Acoustic characterization of hydrate formation and decomposition in clay-bearing sediments

Abstract

Understanding the acoustic characteristics of hydrates in various sediments is crucial for hydrate resource detection and safe and efficient exploitation, as hydrate occurrence patterns vary greatly in different sediments. In this work, sediments with different bentonite contents, water saturations, and types were prepared to investigate the characteristics of P-wave velocity (reflecting the magnitude of hydrate saturation in the sediment) and amplitude (reflecting the degree of hydrate-sediment cementation) during hydrate formation and depressurization. During hydrate formation, the P-wave velocity and amplitude have similar trends. As clay content increases, the P-wave velocity increase rates quickened. On the other hand, the increased rate of P-wave velocity slows down with the increase of water saturation in the clay-bearing sediments.
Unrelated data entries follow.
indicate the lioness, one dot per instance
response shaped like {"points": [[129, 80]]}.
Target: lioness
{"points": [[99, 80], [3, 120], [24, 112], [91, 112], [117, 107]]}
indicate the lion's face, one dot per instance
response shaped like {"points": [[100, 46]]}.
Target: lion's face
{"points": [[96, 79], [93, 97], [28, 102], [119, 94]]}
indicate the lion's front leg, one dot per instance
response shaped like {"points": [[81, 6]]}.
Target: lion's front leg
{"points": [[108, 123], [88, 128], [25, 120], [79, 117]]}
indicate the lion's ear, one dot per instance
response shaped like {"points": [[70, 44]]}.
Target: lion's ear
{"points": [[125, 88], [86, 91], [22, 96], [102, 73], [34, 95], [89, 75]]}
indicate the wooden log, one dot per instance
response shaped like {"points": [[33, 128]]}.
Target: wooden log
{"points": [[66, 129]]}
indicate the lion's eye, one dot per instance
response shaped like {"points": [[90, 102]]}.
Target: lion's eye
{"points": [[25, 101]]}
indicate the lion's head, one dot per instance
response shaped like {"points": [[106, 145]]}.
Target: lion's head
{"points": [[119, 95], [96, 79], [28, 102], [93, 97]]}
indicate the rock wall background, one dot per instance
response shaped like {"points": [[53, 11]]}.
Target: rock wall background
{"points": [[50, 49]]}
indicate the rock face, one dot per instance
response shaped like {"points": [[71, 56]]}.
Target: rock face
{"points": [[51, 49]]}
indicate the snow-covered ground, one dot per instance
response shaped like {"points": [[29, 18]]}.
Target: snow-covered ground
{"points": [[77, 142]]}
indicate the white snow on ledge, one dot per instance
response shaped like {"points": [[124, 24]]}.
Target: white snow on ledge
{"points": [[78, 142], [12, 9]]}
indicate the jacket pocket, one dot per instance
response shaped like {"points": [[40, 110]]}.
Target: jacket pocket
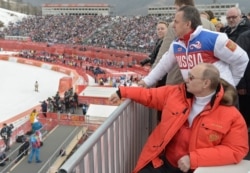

Comparing various types of sediment shows that the water absorption and swelling of bentonite reduce the pore space, speeding up the cementation of the hydrate with the sediment and increasing P-wave velocity at a faster rate. Correspondence between P-wave velocity and hydrate saturation is strongly related to sediment type, clay content, and water saturation. The rapidly decreasing amplitude in the early stage of hydrate depressurization indicates that hydrate in clay-bearing sediments is weakly cemented to the sediments, which is prone to stratigraphic instability. The findings of this study offer guidance for hydrate resource assessments in clay-bearing sediments as well as geologic risk estimations during hydrate mining.